Typically, parents post sheets of paper detailing their child’s eligibility as a potential spouse and the qualities a prospective son- or daughter-in-law should have. According to a 2018 survey of the Shanghai Marriage Market, some of the qualities include;
Age: When stating their preferences for potential spouses, the majority of men were seeking younger women, while women preferred someone closer to their own age. Most of the advertisements are for people aged 25-30.
Education and employment status: Job and education are two of the essential pieces of personal information every advertisement lists. According to the survey, the dating pool was highly educated, with two-thirds of both men and women having attained a bachelor’s degree or higher. Among those who stated an educational qualification for potential spouses, a majority of women were seeking a partner with a similar level of education, while men preferred slightly less accomplished partners.
Ownership of significant assets: Marriage market advertisements often highlight asset ownership. A man is expected to be able to provide a car and a house before getting married. Those who do own their own car and house are considered more desirable than those who don’t.
Zodiac year & astrological sign: It is not uncommon to see advertisements that list requirements relating to the Chinese zodiac year and Western astrological sign of potential partners. Traditionally, people born in different zodiac years were thought to possess certain personality characteristics that made them more or less compatible with those belonging to different animal signs. The parents often tape these personal advertisements to umbrellas, which serve as makeshift stands. Then, they chat with other parents to arrange blind dates between their children.

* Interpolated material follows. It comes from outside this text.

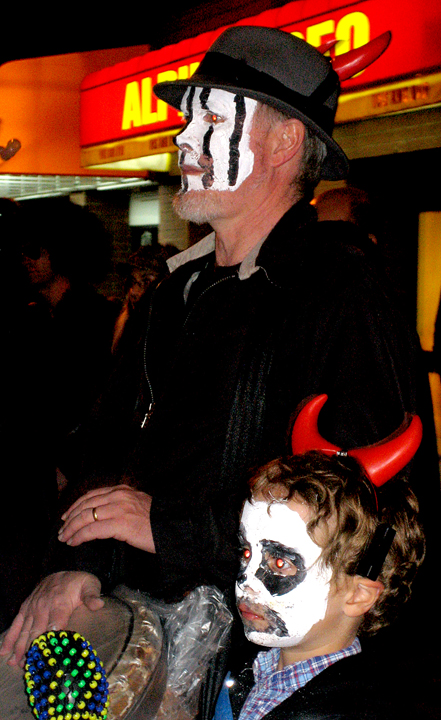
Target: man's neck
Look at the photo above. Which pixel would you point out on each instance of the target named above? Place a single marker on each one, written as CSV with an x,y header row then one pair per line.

The missing women and the leftover women
China’s largest marriage market is held on Saturdays and Sundays in Shanghai’s People’s Park. The market arose organically in 2004.
The phenomenon can be attributed to several major factors; a severe gender imbalance, deep anxiety felt by parents and a wave of emancipated women with a different marriage ideology.
China is facing a serious gender imbalance, a byproduct of the now-defunct one-child policy which China implemented from 1979 to 2015. Due to the strict family-size limitations and a preference for sons, there is an unusual shortfall of the female population, often termed as the “missing women of China”.
According to data from China’s National Bureau of Statistics, the male population exceeds the female population by more than 30 million. As a consequence of the one-child policy, men of marriageable-age known as guang gun (光棍), translated as “bare branches” or “bare sticks”, live in societies where marriage is considered as part of an individual’s social status.
The marriage ideology is also shifting for many young women in China. Highly educated, high-earning women in the country are in less of a hurry to get married. They have more options than women in past generations and are not afraid to put their careers first.
Ironically, women who remain unmarried in their late twenties and beyond, despite their high incomes and educational attainment, are stigmatised as 剩女 (shèngnǚ, “leftover” women), and are even urged to lower “unrealistic” standards during their search for a partner.
One of the consequences is the marriage market, where many parents who are eager to marry off their children advertise them at the market, often without their consent.